The game of cat and mouse has more comedy than pathos, though Jake Urry’s Coward suggests a man who always exhibits a façade to hide his real feelings. He delivers the clipped delivery of the Coward cabaret but his assumed upper-class archness has too much languid hauteur to ring entirely true, his bitchiness is just a bit too queeny. Even in intimacy this Coward is still putting on an act.

Josh Taylor is handsomely straightforward as Marlowe; fear of offending seems his top priority. He’s been in show business a couple of years already, he obviously knows the score and the script doesn’t give him much opportunity to suggest the conflict in a troubled Catholic boy devoted to his girlfriend. Such relationships are usually emotionally complicated affairs and Charlton could have gone deeper into this one.

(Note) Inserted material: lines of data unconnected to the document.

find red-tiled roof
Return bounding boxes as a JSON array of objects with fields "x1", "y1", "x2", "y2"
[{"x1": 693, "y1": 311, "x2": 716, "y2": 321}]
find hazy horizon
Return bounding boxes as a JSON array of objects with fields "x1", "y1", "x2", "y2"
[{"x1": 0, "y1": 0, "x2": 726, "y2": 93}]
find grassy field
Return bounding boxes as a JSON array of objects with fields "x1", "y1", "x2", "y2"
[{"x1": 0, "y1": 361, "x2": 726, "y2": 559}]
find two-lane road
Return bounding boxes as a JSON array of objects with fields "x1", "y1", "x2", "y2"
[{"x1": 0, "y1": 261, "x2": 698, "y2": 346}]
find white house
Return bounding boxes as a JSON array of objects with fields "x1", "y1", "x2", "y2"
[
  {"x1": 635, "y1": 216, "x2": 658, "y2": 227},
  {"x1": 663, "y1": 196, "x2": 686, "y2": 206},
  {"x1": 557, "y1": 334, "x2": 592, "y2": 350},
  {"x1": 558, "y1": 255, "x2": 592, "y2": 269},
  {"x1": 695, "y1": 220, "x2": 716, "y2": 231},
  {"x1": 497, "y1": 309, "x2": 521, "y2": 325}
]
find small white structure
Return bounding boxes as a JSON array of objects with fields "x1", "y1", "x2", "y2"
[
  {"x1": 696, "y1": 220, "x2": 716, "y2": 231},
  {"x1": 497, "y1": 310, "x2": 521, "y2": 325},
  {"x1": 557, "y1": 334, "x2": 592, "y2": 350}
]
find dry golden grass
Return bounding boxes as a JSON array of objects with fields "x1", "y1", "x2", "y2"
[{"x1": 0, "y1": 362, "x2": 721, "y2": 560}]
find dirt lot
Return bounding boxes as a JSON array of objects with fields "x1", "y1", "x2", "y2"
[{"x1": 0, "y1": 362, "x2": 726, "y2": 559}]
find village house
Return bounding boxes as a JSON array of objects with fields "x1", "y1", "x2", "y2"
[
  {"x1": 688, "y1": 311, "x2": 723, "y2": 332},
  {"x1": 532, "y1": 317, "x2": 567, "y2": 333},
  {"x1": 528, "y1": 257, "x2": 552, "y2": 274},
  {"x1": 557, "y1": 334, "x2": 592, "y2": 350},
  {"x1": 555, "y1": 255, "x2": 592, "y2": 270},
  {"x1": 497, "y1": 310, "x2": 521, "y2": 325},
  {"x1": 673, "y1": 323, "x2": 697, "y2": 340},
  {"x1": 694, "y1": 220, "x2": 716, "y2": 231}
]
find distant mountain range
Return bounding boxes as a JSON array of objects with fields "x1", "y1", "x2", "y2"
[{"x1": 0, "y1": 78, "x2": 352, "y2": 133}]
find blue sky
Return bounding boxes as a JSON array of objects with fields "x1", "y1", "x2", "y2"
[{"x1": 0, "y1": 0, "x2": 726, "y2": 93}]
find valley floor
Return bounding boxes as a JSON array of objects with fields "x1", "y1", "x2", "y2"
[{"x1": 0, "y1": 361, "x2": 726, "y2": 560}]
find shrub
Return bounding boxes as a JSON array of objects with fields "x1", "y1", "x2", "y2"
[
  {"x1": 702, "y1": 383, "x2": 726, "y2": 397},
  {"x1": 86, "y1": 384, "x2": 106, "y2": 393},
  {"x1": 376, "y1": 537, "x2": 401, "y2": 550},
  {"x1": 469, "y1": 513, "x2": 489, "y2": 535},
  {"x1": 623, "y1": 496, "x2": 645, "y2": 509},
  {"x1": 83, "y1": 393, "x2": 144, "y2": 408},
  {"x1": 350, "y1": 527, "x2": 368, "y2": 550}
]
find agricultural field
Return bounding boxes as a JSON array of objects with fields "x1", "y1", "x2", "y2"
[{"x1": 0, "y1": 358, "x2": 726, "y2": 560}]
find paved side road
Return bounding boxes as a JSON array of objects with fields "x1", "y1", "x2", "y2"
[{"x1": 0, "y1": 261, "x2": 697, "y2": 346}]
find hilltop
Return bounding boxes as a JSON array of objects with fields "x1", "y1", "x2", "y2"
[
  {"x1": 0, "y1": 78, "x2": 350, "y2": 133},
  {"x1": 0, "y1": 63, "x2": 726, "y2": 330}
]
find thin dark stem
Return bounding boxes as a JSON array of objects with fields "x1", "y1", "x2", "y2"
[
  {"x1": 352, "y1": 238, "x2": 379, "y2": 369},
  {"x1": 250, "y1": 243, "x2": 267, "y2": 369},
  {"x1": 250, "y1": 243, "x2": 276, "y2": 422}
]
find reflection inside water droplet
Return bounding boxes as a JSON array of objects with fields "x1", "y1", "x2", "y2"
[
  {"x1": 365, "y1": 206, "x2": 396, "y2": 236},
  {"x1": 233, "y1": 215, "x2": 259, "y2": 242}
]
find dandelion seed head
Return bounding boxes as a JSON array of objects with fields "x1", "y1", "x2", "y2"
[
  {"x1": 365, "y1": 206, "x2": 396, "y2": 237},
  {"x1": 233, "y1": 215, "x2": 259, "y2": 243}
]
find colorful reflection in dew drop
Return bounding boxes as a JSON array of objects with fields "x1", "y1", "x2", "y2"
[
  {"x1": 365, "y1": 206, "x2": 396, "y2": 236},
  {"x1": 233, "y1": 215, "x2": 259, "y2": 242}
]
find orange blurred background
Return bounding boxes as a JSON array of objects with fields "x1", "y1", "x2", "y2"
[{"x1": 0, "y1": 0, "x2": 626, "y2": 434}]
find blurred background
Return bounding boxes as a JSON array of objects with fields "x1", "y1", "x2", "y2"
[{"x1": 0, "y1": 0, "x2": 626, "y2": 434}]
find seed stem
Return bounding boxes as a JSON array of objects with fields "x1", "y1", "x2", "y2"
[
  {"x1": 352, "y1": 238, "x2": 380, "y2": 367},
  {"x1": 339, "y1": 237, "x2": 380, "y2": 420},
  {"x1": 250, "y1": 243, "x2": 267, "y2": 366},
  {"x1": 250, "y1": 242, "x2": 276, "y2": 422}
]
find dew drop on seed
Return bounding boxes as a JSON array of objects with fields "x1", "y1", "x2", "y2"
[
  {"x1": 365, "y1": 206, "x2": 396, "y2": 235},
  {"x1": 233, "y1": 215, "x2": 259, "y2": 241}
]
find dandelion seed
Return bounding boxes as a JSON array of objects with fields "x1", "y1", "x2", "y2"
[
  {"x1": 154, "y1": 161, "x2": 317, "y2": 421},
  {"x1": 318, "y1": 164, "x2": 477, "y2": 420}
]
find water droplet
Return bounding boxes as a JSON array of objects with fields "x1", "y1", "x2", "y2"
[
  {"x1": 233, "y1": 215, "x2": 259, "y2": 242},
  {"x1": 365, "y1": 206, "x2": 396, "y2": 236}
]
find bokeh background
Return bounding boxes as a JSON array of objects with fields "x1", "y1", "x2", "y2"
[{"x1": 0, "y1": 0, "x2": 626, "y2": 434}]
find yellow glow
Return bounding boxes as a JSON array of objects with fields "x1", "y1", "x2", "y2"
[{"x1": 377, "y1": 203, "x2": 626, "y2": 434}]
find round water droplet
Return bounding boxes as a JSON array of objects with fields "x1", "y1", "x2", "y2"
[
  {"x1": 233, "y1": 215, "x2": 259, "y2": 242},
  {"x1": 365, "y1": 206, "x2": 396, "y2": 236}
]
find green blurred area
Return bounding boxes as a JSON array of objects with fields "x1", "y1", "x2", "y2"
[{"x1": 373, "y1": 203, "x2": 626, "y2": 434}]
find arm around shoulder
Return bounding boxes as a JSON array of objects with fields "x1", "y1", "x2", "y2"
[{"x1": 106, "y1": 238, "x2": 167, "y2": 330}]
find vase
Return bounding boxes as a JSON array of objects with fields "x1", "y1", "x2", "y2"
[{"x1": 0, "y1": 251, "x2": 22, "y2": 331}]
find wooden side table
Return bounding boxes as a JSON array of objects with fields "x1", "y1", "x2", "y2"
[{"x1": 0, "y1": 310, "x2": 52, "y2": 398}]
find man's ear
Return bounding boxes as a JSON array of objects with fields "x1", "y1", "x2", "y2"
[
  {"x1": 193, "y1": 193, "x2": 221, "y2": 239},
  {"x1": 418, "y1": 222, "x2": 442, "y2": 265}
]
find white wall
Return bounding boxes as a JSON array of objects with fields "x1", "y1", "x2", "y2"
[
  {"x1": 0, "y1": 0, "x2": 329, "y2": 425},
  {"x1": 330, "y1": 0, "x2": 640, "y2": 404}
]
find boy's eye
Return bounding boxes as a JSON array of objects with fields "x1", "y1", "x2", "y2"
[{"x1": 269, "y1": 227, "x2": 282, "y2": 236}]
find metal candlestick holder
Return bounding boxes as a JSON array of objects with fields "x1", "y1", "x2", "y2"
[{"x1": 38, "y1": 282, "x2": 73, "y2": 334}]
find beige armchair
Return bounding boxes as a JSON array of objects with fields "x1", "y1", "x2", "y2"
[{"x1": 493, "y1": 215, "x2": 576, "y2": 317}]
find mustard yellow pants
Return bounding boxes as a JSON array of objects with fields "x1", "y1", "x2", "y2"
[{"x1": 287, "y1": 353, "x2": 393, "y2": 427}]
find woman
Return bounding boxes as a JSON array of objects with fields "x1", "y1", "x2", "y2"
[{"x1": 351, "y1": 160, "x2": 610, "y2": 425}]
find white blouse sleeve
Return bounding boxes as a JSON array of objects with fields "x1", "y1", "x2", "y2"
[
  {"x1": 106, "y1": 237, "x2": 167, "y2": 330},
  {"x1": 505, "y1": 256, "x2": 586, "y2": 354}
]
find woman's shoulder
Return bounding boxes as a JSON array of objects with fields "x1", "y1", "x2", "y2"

Cole Lesley, Coward’s valet, secretary and general factotum, is here presented as a devoted and complaisant underdog, prepared to sacrifice his own life for his master. Peter Stone makes him a perfect manservant but also suggests someone with real heart in an accomplished performance. His character is so positively established that rearranging the furniture and props to change the scene is accomplished as though it was a natural part of his duties. But, behind his calm demeanour, Stone suggests a man of feeling.

This picture of Coward is short on charm but still self-centredly entertaining and that makes an entertaining evening, though it has no happy ending.